Note that comfort measures suitable for use in the emergency care setting, including emergency pain management, will be described in detail in a later chapter of this module.

In many A&E Departments in the UK, the triage process is supported by a Clinical Decisions Unit (CDU) or similar service. The purpose of CDUs is to help improve the efficiency of the triage process. CDUs use specialist teams of medical, nursing and allied health staff to assess, investigate and diagnose patients – and, subsequently, plan their care. CDUs are particularly useful for supporting the triage of patients with multiple and / or complex conditions.(Emergency Triage and Rapid Assessment)

Related Content: Triage Assessment Form

Management of a patient post-triage

Once the process of triage, as described throughout this chapter, is complete, a patient will be provided care – specifically, investigations and / or interventions to manage the clinical complaint for which they presented. Remember: the type of care a patient requires, and the time-frame in which they require it, will be determined (at least in part) during the triage process, and the level of acuity assigned to patient. The type of care provided to patients with a variety of injuries and illnesses in the emergency care setting will be explored in detail in later chapters of this module.(Emergency Triage and Rapid Assessment)

Once care has been provided within the emergency care setting and the patient is stable, or the care options which can be provided in this setting have been exhausted, a patient will be discharged from emergency care. In the UK, patients are typically discharged to one of three different settings:(Emergency Triage and Rapid Assessment)

  • To the community; this decision is made if the patient is sufficiently stable, and if any further investigation and / or intervention they may require can be delivered on an outpatient basis at a later time.
  • To an inpatient setting, such as a hospital, where they will be admitted for further investigation and / or intervention. Approximately 75% of emergency admissions to hospitals in the UK are made via A&E Departments, primarily Type 1 Departments.(Emergency Triage and Rapid Assessment)
  • To a short stay unit (or similar setting), if their condition is less serious but would still benefit from further investigation or intervention. These units, usually attached to Type 1 A&E Departments, allow patients to be monitored in a low-acuity setting for up to 72 hours. A decision is then made to admit the patient, or discharge them to the community.(Emergency Triage and Rapid Assessment)

It is also important to note that, although uncommon, it is possible for a patient to die in an emergency care. In this situation, the patient’s body may be discharged to a mortuary or similar location.

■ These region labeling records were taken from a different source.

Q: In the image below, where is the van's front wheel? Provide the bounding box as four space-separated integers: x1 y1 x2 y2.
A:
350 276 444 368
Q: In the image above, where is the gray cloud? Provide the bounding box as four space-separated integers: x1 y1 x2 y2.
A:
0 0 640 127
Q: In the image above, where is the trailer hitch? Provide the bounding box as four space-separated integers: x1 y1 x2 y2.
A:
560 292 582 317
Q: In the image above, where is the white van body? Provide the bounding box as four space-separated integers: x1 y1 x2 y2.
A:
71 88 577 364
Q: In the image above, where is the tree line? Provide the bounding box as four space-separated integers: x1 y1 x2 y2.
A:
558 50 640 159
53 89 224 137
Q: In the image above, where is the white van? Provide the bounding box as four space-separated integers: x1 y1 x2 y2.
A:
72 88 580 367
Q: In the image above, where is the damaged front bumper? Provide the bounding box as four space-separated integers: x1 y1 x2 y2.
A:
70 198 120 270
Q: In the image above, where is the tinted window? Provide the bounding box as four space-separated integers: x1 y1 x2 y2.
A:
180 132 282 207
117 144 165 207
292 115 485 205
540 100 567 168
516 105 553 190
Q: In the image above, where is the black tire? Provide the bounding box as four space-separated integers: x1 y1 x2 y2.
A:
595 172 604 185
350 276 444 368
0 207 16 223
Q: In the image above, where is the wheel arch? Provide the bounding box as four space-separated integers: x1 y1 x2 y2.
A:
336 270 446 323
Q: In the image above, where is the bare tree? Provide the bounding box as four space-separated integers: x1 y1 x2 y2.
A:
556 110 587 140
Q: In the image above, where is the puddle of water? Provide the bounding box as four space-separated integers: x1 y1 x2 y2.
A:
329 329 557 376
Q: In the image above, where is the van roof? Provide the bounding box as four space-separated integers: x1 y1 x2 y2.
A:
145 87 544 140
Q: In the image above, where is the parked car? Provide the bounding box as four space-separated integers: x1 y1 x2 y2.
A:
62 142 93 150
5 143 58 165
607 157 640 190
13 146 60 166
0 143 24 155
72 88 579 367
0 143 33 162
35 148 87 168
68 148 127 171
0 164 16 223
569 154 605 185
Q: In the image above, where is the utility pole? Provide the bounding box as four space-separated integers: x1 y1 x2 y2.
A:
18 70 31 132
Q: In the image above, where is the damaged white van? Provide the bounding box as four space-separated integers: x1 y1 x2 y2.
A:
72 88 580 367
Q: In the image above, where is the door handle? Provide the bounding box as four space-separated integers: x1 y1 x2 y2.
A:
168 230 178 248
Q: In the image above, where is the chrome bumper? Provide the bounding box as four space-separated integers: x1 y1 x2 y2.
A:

Challenges in the triage process

As highlighted earlier in this chapter, triage aims to ensure that all patients who present to an emergency care setting receive access to care in an organised, equitable and timely manner. However, as the number of presentations to emergency care settings in the UK increases, and as the complexity of the clinical conditions for which these patients present also increases, the triage system is being placed under increasing demand.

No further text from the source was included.